Operating profits at the French spirits group Remy Cointreau have fallen 40% following a crackdown on corruption in China.

The campaign has reduced gift-giving and spending on luxury goods by civil servants, which has hit sales of Remy Cointreau's premium brands.

The world's second largest economy is also growing more slowly.

Remy, which makes Remy Martin Cognac and Cointreau liqueur, said it would cut its dividend by 9.3%.

Cognac accounts for 80% of Remy's operating profit, half of that coming from China, in particular deluxe drinks such as Louis XIII cognac, which sells for 2,500 euros a bottle.

Last month, the company announced that it had been "adversely affected throughout the financial year by the Chinese government's anti-extravagance policy, which had a negative impact on the consumption of premium spirits".

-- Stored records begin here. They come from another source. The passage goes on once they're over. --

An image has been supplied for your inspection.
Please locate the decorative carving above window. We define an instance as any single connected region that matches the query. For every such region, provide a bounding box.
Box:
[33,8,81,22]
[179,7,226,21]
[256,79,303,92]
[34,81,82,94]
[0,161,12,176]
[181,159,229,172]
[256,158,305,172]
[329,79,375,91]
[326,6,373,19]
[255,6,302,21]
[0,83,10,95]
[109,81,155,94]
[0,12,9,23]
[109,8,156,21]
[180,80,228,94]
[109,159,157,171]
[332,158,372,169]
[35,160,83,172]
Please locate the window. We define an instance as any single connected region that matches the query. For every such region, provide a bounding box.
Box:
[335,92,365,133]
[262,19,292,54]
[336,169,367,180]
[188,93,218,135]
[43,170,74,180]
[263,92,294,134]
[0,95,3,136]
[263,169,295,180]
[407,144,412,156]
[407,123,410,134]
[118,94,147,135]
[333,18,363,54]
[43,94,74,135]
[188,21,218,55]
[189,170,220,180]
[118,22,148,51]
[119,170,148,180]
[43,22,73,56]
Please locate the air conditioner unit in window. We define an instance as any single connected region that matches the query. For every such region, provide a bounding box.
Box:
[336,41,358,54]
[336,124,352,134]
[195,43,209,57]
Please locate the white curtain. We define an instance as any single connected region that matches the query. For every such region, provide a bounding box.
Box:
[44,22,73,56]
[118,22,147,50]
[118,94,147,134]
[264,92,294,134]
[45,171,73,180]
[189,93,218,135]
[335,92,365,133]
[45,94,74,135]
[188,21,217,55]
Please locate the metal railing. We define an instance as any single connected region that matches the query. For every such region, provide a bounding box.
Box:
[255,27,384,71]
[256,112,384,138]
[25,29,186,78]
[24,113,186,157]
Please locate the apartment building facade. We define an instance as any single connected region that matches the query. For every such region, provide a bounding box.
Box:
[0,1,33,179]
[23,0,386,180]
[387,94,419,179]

However, on Thursday it said it aimed to achieve organic growth this year.

The fall in operating profits to 150m euros ($204m; £122m) was worse than most analysts had forecast.

Remy is also looking for a new chief executive after Frederic Pflanz resigned in January fewer than 100 days into the job.

Luxury slows

Until recently, Remy Cointreau and other luxury goods makers had been riding a surge of business in China.

Exane BNP estimates that Greater China now accounts for a quarter of Louis Vuitton's revenue, 35% of Cartier's, and 45% of Omega's.

Last month, research by management consultants Bain and Company estimated that the Chinese luxury goods market would grow by 2-4% in the coming year, down from growth of about 19% in 2012.

Its Luxury Goods Worldwide Market Study said: "China, though maintaining low single digit growth in real terms, continues to boast a customer base that leads the world in terms of overall luxury consumption."